When Curtis showed up on the set of Halloween, there was no easing into it. “Right away we were working,” she recalled. “There was no gentle entry.”

Her first scenes as Laurie were filmed on the very first day, the “speed kills” walk-and-talk sequence with her friends, the introduction of little Tommy Doyle, and that now-iconic moment where Laurie strolls down the quiet suburban street singing to herself.

It was a whirlwind start for the young actress, who was just beginning her film career. “The last thing we shot that day was me walking down the street, away from Tommy Doyle, singing the little song,” Curtis remembered.
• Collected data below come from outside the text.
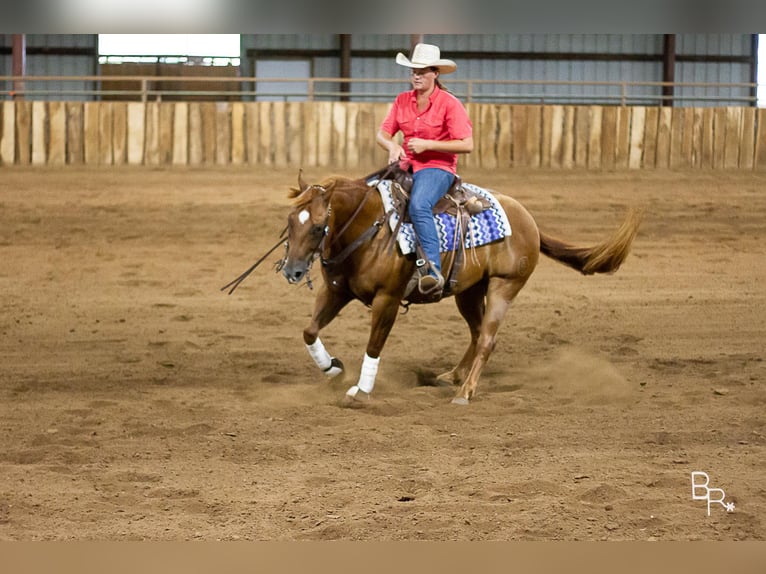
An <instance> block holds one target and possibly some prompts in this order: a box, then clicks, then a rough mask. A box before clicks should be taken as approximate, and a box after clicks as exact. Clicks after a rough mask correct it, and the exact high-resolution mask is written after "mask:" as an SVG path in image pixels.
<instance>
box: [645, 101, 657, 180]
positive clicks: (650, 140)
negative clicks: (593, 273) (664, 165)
mask: <svg viewBox="0 0 766 574" xmlns="http://www.w3.org/2000/svg"><path fill="white" fill-rule="evenodd" d="M659 119H660V110H659V108H656V107H650V108H646V118H645V119H644V157H643V160H642V167H644V168H650V169H652V168H655V167H657V128H658V126H659Z"/></svg>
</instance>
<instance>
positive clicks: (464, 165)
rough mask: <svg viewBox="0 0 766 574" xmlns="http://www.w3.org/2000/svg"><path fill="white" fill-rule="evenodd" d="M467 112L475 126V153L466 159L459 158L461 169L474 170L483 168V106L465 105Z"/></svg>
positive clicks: (470, 103) (477, 105)
mask: <svg viewBox="0 0 766 574" xmlns="http://www.w3.org/2000/svg"><path fill="white" fill-rule="evenodd" d="M464 107H465V111H466V113H467V114H468V117H469V118H470V120H471V123H472V124H473V152H471V153H469V154H468V155H466V156H464V157H459V156H458V166H459V168H473V167H479V166H481V145H482V141H481V140H482V125H481V120H482V118H481V110H482V104H476V103H473V102H472V103H470V104H464Z"/></svg>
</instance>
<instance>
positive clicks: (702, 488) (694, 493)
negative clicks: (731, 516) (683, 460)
mask: <svg viewBox="0 0 766 574" xmlns="http://www.w3.org/2000/svg"><path fill="white" fill-rule="evenodd" d="M708 484H710V477H709V476H708V475H707V473H706V472H701V471H698V470H695V471H693V472H692V500H707V515H708V516H710V505H711V504H712V503H713V502H717V503H718V504H720V505H721V506H723V507H724V508H725V509H726V512H734V503H733V502H726V501H725V498H726V493H725V492H724V491H723V489H721V488H710V487H709V486H708Z"/></svg>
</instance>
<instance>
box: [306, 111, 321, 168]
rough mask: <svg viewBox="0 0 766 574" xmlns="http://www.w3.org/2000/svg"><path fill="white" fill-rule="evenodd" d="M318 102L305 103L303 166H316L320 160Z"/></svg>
mask: <svg viewBox="0 0 766 574" xmlns="http://www.w3.org/2000/svg"><path fill="white" fill-rule="evenodd" d="M316 106H317V104H316V102H306V103H305V104H303V130H304V133H303V166H304V167H315V166H316V165H318V162H319V155H318V154H319V147H318V144H317V123H318V120H317V113H316Z"/></svg>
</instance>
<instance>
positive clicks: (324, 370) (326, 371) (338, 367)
mask: <svg viewBox="0 0 766 574" xmlns="http://www.w3.org/2000/svg"><path fill="white" fill-rule="evenodd" d="M343 370H344V368H343V363H341V362H340V359H336V358H335V357H333V358H332V362H331V363H330V366H329V367H327V368H326V369H325V370H324V371H322V372H323V373H324V374H325V376H326V377H327V378H330V379H334V378H335V377H337V376H338V375H342V374H343Z"/></svg>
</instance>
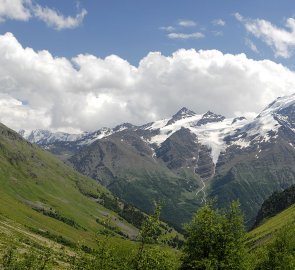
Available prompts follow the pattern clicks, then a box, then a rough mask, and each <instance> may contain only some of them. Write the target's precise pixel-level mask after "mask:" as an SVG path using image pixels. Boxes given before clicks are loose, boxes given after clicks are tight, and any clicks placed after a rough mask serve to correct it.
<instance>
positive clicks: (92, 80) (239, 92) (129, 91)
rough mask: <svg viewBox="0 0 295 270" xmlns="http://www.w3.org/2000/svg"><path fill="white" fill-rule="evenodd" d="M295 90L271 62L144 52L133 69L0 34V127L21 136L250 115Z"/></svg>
mask: <svg viewBox="0 0 295 270" xmlns="http://www.w3.org/2000/svg"><path fill="white" fill-rule="evenodd" d="M294 91H295V74H294V72H292V71H290V70H289V69H288V68H286V67H284V66H282V65H280V64H276V63H274V62H272V61H269V60H263V61H256V60H253V59H249V58H247V57H246V55H244V54H238V55H232V54H223V53H221V52H220V51H217V50H200V51H196V50H194V49H191V50H185V49H181V50H178V51H176V52H175V53H173V54H172V55H171V56H164V55H162V54H161V53H159V52H153V53H149V54H148V55H147V56H146V57H144V58H143V59H142V60H141V61H140V63H139V65H138V66H133V65H131V64H130V63H128V62H127V61H125V60H123V59H122V58H120V57H118V56H116V55H110V56H108V57H106V58H104V59H102V58H98V57H96V56H94V55H87V54H81V55H78V56H77V57H75V58H74V59H72V60H69V59H66V58H60V57H54V56H52V55H51V54H50V53H49V52H48V51H38V52H36V51H34V50H33V49H31V48H23V47H22V45H21V44H20V43H19V42H18V41H17V40H16V38H15V37H14V36H13V35H12V34H11V33H7V34H5V35H0V122H3V123H4V124H6V125H8V126H10V127H12V128H14V129H16V130H18V129H21V128H24V129H34V128H51V129H55V130H93V129H97V128H99V127H102V126H110V127H112V126H114V125H116V124H119V123H122V122H131V123H134V124H144V123H146V122H149V121H152V120H155V119H161V118H163V117H169V116H171V115H172V114H174V113H175V112H176V111H177V110H178V109H180V108H181V107H183V106H187V107H189V108H191V109H192V110H194V111H196V112H197V113H204V112H206V111H208V110H212V111H215V112H216V113H220V114H224V115H225V116H236V115H241V114H247V115H253V113H255V112H256V113H258V112H259V111H260V110H261V109H263V107H264V106H266V105H267V104H268V103H269V102H271V101H272V100H273V99H275V98H276V97H277V96H283V95H287V94H291V93H293V92H294Z"/></svg>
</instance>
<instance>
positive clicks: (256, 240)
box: [246, 204, 295, 246]
mask: <svg viewBox="0 0 295 270" xmlns="http://www.w3.org/2000/svg"><path fill="white" fill-rule="evenodd" d="M286 227H294V228H295V204H293V205H292V206H290V207H289V208H287V209H285V210H284V211H282V212H280V213H278V214H277V215H275V216H274V217H271V218H269V219H267V220H265V221H264V223H263V224H261V225H260V226H258V227H256V228H255V229H253V230H252V231H250V232H249V233H248V234H247V240H246V241H247V243H248V244H249V246H257V245H261V244H264V243H266V242H268V241H269V240H271V239H273V238H274V236H275V235H276V234H277V233H278V232H279V231H280V230H284V228H286Z"/></svg>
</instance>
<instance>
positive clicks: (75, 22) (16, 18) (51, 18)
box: [0, 0, 87, 30]
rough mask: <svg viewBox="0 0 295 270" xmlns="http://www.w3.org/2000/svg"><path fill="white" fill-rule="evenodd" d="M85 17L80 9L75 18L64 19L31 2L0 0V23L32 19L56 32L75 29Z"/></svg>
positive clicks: (83, 10) (70, 16) (42, 7)
mask: <svg viewBox="0 0 295 270" xmlns="http://www.w3.org/2000/svg"><path fill="white" fill-rule="evenodd" d="M86 15H87V11H86V10H85V9H82V10H81V12H80V13H78V14H77V15H76V16H75V17H72V16H67V17H65V16H64V15H63V14H61V13H60V12H58V11H56V10H54V9H51V8H48V7H42V6H40V5H38V4H34V3H32V1H31V0H0V22H3V21H5V20H7V19H13V20H20V21H28V20H29V19H30V18H32V17H36V18H38V19H39V20H41V21H43V22H45V23H46V24H47V25H48V26H50V27H53V28H55V29H57V30H62V29H69V28H76V27H78V26H79V25H80V24H81V23H82V22H83V19H84V17H85V16H86Z"/></svg>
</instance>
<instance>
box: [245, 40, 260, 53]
mask: <svg viewBox="0 0 295 270" xmlns="http://www.w3.org/2000/svg"><path fill="white" fill-rule="evenodd" d="M245 44H246V46H248V47H249V48H250V49H251V51H253V52H255V53H259V50H258V49H257V47H256V45H255V44H254V43H253V41H252V40H251V39H249V38H246V39H245Z"/></svg>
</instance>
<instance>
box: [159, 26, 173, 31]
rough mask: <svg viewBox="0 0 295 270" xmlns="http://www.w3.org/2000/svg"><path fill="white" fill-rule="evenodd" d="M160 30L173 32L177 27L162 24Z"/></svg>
mask: <svg viewBox="0 0 295 270" xmlns="http://www.w3.org/2000/svg"><path fill="white" fill-rule="evenodd" d="M160 30H163V31H167V32H173V31H175V27H173V26H171V25H169V26H162V27H160Z"/></svg>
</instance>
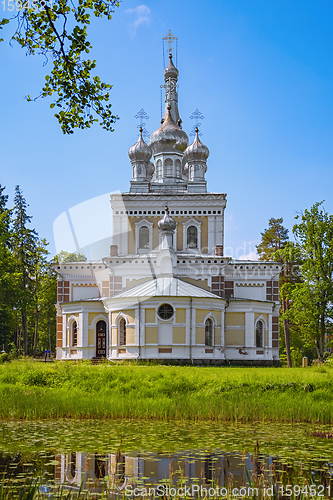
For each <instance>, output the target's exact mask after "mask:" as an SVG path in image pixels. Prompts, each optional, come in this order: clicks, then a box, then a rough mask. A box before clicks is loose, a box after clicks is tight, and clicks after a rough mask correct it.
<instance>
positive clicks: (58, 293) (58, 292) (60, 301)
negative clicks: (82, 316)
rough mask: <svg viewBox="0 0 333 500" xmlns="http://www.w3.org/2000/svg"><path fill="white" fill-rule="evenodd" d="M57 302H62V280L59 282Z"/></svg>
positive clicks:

“I remember saying to John, very clearly, I remember saying, ‘So, what do you want me to sing?’ He said, ‘Well, just make up a song.’ I said, ‘I don’t sing. Really don’t sing.’ He said, ‘Well, it doesn’t matter. It’s like an internal monologue—she’s not belting a country-and-western tune.’”
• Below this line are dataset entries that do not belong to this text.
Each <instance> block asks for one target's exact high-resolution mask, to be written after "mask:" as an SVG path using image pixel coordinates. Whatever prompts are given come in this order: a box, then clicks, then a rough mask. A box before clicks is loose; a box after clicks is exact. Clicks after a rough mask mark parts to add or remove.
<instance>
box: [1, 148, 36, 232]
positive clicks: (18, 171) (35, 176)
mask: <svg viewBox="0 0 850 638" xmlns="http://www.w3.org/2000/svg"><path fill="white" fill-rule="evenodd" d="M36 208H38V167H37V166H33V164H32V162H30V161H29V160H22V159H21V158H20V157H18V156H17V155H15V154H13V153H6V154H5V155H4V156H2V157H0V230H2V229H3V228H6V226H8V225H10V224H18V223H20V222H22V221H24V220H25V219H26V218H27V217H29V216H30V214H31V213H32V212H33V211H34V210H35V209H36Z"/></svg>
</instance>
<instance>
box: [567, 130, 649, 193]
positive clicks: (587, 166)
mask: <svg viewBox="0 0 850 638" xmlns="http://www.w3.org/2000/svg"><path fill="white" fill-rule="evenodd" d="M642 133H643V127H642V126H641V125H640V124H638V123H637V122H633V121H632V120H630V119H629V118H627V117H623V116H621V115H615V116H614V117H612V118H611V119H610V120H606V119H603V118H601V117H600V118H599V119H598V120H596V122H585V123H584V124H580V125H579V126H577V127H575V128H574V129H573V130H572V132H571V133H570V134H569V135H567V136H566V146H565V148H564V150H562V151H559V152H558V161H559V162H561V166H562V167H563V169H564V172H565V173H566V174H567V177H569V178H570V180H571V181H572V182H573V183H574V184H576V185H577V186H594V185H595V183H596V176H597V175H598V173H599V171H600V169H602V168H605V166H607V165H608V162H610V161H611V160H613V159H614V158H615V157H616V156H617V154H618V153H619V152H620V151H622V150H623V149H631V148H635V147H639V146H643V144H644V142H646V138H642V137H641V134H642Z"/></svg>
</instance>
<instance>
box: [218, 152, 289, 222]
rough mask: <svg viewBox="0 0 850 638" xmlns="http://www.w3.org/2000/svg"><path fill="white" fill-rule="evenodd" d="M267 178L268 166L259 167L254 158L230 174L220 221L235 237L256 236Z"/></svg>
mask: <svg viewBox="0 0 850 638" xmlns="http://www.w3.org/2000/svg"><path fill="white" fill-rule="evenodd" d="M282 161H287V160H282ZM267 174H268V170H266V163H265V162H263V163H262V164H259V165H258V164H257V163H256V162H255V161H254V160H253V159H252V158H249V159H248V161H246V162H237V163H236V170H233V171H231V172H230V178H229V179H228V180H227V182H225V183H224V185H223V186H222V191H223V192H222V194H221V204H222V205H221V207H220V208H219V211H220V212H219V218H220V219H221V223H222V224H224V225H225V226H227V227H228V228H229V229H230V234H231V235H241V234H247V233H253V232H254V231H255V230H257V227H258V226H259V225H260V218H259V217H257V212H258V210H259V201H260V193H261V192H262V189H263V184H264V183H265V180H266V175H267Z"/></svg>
So she made it up on the spot. That soft, haunting little tune, “I wish I had you all alone…”, became one of the most memorable moments in Halloween. Looking back, Curtis called it “incredibly poignant” and credited Debra Hill, the film’s co-writer and producer, with capturing Laurie’s innocence and quiet longing.
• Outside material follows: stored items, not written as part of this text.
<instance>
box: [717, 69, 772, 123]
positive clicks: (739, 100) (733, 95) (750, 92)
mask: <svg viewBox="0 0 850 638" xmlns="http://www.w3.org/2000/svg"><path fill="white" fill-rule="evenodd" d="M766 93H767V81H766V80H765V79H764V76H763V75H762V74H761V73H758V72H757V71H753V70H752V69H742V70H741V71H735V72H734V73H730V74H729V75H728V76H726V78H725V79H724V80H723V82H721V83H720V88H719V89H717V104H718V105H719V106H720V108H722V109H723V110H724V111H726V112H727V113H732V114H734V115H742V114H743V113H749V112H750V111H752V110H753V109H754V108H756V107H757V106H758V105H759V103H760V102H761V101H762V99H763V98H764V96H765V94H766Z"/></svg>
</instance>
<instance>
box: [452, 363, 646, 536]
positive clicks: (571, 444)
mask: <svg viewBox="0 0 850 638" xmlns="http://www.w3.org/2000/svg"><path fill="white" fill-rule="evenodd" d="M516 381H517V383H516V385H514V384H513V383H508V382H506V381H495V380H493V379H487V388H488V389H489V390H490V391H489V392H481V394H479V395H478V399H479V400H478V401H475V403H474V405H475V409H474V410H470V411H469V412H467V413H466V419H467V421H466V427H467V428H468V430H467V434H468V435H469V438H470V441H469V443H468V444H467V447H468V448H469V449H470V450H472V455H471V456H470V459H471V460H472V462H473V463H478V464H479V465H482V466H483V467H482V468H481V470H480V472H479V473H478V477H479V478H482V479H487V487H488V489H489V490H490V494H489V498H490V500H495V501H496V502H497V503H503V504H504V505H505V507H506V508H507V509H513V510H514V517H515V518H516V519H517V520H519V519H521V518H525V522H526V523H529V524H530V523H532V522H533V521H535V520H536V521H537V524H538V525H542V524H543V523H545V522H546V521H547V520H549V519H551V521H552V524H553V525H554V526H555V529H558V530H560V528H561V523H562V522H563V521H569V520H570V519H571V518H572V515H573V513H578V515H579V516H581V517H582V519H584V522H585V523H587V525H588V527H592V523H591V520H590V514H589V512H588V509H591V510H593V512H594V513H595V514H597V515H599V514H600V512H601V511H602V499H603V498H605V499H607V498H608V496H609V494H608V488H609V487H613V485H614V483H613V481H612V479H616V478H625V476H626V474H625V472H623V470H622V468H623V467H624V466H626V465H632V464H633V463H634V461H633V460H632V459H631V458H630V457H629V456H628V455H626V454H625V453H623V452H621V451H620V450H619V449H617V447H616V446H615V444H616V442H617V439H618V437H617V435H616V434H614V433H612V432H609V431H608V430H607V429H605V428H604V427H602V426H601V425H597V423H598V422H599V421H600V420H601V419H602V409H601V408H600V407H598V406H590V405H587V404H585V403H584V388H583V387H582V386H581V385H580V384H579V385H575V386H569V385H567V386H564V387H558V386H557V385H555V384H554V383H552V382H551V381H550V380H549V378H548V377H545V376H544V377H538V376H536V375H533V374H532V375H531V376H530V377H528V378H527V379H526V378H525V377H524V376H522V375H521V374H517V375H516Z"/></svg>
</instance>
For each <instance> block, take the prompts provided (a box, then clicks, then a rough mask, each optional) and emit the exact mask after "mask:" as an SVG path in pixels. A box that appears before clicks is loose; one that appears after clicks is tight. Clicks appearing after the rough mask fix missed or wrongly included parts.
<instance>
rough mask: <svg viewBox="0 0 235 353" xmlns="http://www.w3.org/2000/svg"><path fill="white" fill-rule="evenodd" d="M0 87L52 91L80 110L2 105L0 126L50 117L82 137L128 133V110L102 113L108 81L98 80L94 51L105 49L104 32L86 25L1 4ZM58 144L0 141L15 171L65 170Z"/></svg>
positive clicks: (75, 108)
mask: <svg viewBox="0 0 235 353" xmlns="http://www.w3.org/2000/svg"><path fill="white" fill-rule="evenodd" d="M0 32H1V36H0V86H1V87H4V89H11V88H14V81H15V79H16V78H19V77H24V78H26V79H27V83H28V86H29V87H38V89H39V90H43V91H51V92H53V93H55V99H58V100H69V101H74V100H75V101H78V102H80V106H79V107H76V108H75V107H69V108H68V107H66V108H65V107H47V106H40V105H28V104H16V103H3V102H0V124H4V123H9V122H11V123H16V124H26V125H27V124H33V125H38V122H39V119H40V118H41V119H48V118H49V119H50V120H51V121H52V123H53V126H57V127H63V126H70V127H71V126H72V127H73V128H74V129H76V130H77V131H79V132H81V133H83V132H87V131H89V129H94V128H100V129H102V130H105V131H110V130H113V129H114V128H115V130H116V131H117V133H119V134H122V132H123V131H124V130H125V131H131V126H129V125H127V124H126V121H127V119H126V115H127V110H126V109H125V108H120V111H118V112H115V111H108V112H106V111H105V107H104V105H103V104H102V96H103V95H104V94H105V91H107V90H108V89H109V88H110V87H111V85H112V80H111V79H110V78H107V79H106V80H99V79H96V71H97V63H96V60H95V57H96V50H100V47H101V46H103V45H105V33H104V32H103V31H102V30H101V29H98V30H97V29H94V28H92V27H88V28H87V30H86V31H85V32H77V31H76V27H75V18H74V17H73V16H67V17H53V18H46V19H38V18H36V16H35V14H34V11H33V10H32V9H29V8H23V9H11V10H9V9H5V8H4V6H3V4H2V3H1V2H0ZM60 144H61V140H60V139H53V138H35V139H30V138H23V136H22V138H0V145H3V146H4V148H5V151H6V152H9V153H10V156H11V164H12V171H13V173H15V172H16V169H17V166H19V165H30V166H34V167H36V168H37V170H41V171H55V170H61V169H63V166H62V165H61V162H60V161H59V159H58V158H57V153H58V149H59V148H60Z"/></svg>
But when the cameras stopped rolling, Curtis’s nerves kicked in. She went home that night to the house she shared with her roommate, hairdresser Tina Cassidy, and tried to process the day. The phone rang. Cassidy picked it up, turned to her, and said, “Jamie, it’s John Carpenter.”

For Curtis, that was the moment her stomach dropped. “In my day, and I’m sure it happens now, people get fired after their first day of work,” she explained. “You know, the director thinks about it and goes, ‘Uh, I made a mistake.’ That’s why I remember this slow walk over to the phone and doing that thing of like, ‘Um, hello?’”

Then came Carpenter’s Kentucky drawl on the other end of the line. “Hey, darlin’, it’s John. I just wanna tell ya how happy I am and how fantastic you were today. I just know it’s gonna be amazing.”

As you can imagine, the reassurance meant everything. “That just doesn’t happen. And that was all John Carpenter. That’s how it began.”

It’s a story that perfectly captures the spirit of Halloween and the partnership between Carpenter and Curtis. They were both young and hungry, taking a chance on a low-budget horror movie that no one expected to change the industry.

Curtis poured her heart into the role, unsure if she’d even make it through the week. Carpenter, seeing something special in her, made sure she knew she belonged.

Decades later, Laurie Strode and Michael Myers have become two of the most iconic figures in horror history, returning in sequels, reboots, and legacy films. But it all started with that first day, a nervous young actress walking down a sunlit suburban street, singing a song she made up on the spot, thinking it might be her last day on set.

Instead, it became the beginning of a horror legend.